Vu le nombre de vocaux à écouter et mon sérieux manque de motivation, je ne fais que lire les messages envoyés par Isabelle qui préfère toujours écrire ses messages pour x sombres raisons – en vrai, je sais pourquoi, elle sait bien qu'on a toutes l'air con dans les vocaux et elle a décidé qu'elle ne fera pas partie de celles qui réfléchissent à voix haute et qui ont des réactions incompressibles. Et l'avantage, c'est que j'arrive tout de même à suivre la conversation ou du moins avoir les grandes lignes et comprendre que Sànka a été plaquée par son mec ou l'inverse ? Enfin, dans tous les cas, elle est désespérée et demande une réunion de crise à l'appartement. Après, la conversation semble clairement déraper, Caroline paraît insulter de tous les noms l'ex de Sànka tandis qu'Isabelle la réprimande et fait des blagues pourries pour réconforter notre amie...

Déjà que de base nos discussions sur le groupe sont bizarres et difficiles à suivre, mais là, alors que je n'ai qu'une seule partie de la conversation, c'est encore pire.

J'envoie rapidement un message pour dire que je serai sans doute là ce soir avec une réserve de bouffe, il faut juste que je m'arrange avec mon frère, mais que normalement, c'est bon, il n'y ait pas de problème.

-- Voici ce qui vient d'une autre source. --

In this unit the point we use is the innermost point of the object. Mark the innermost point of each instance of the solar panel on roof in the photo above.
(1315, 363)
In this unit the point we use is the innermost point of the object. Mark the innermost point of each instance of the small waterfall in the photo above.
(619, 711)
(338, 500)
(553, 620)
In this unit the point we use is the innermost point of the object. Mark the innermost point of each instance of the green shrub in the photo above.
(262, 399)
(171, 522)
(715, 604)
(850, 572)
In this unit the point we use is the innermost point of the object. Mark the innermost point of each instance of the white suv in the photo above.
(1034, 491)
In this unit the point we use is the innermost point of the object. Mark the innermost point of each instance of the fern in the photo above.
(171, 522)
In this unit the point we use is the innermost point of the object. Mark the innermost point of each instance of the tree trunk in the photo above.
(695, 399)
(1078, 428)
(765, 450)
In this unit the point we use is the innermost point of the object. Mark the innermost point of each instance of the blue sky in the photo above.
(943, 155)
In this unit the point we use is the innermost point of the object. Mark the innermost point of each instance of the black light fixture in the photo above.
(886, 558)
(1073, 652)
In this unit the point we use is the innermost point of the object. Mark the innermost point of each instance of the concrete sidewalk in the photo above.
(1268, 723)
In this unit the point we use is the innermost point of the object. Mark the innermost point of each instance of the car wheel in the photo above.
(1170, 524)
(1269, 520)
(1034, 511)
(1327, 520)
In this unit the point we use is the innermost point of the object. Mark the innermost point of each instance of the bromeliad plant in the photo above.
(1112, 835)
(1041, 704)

Voyant bien qu'Arthur n'est toujours pas prêt et sachant aussi qu'il va refuser mon aide, je continue de l'attendre et traînant sur l'application et en regardant les photos publier ces dernières heures. C'est alors que je me rends compte que je suis beaucoup, mais alors vraiment beaucoup, de comptes de fans de Her Majesty et des Jumeaux Century, genre plus de la moitié des photos de ma page d'accueil sont en rapport avec le groupe. Et honnêtement, dans mon état d'hésitation par rapport à mes sentiments, voir toutes les deux secondes des photos de Terrie et me dire pour la millième fois que quand même elle est belle, fascinante, hypnotisant, envoûtante, talentueuse, parfaite, ça ne m'aide pas à me convaincre que je ne suis pas vraiment amoureuse d'elle, que c'est juste du fanatisme. Je finis même par me dire qu'il serait sans doute mieux pour moi que je me désabonne de tous ces comptes, mais je n'en ai pas le cœur, j'aime beaucoup trop voir des photos du groupe de Her Majesty et de Terrie.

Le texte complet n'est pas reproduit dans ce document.